At its core, exercise oncology is simple: it “[takes] the principles of exercise science and [applies] it to any individual who is either at high risk for cancer or has been diagnosed with cancer,” she explains. But applying these principles can be far more complex in practice. Before treatment, many patients get scared or overwhelmed by a cancer diagnosis. During treatment, side effects like a weakened immune system and fatigue can often impede wellness and motivation to keep exercising. And in remission, survivors confront the same barriers to exercise that many of us do: not enough time, limited transportation, and uncertainty about “where to start.”

Conducted in the lab’s research gym, the exercise interventions combine aerobic and resistance training into hour-long sessions, structured with warm-ups, moderate-to-vigorous exercises, and cooldowns. Aerobic training is continuous and rhythmic exercise, like running or swimming, that elevates your heart rate and builds endurance. Resistance training involves weightlifting or body weight exercises, relying on bursts of resistance to strengthen muscles.
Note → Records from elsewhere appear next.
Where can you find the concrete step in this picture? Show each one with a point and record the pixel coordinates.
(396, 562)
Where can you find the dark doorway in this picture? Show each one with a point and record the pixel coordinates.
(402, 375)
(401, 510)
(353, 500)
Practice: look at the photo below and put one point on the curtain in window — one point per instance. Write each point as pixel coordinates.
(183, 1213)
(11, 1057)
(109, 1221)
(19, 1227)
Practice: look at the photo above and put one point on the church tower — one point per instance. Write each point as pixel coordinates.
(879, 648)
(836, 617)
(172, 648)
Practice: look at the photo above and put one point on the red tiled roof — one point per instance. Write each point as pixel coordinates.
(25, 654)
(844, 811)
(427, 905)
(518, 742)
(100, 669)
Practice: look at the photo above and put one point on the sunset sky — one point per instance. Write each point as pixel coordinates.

Through her clinical trials, Dieli-Conwright observed that when patients adhere to their exercise program, they almost always “get stronger [and] more fit.” Combining aerobic and resistance training offers robust benefits, particularly to improve quality of life and reduce the risk of conditions like heart disease and diabetes. Her team also examines key bodily functions, such as heart health and muscle growth, to better understand how exercise affects the body during cancer. Early results show patients with improved brain function, blood circulation, and measures like blood pressure and cholesterol.

For Dieli-Conwright, the aim is for participants to finish her trials not burdened by expectation but empowered by possibility.

Still, the most rewarding results are personal. “The impact that something as simple as exercise can have on the patients is always awesome to see,” Dieli-Conwright says. Many participants finish trials with renewed confidence and a clearer understanding of how movement supports well-being. And supporting her patients’ growth is equally as meaningful as fostering scientific curiosity among lab members.

The inspiration for many of Dieli-Conwright’s trials arises from an amalgam of curiosity, clinical observation, and gaps in the literature. Central to her work is the inclusion of marginalized cancer survivors, who are largely understudied in survivorship research. The vision behind the ROSA trial for Spanish-speaking survivors came from an East Los Angeles study that revealed poor health outcomes in Latina breast cancer survivors. Additionally, the lack of studies on Black prostate cancer patients prompted her to design culturally tailored exercise programs for the POWER trial. She also observed patients on ‘red devil chemotherapy’ experience notable brain fog and memory loss. This motivated the CLARITY trial, which investigates the effects of high-intensity interval training on cognitive function in breast cancer patients on chemotherapy.

National exercise guidelines are not much different for cancer patients or those at higher risk for cancer. Dieli-Conwright believes the takeaway is deeper. “It’s not as simple as having these guidelines and expecting people to adhere to them,” she says, noting how an outdated one-size-fits-all model rarely works for a personal journey such as exercise. Instead, she encourages patients and the public to seek forms of physical activity enjoyable enough to sustain. Even small actions like walking up the stairs or sitting and standing up 10 times can support the goal to “move more and sit less,” she says.

For Dieli-Conwright, the aim is for participants to finish her trials not burdened by expectation but empowered by possibility. She strives to give them the motivation, knowledge, and support to keep moving in ways that feel manageable, one rep at a time.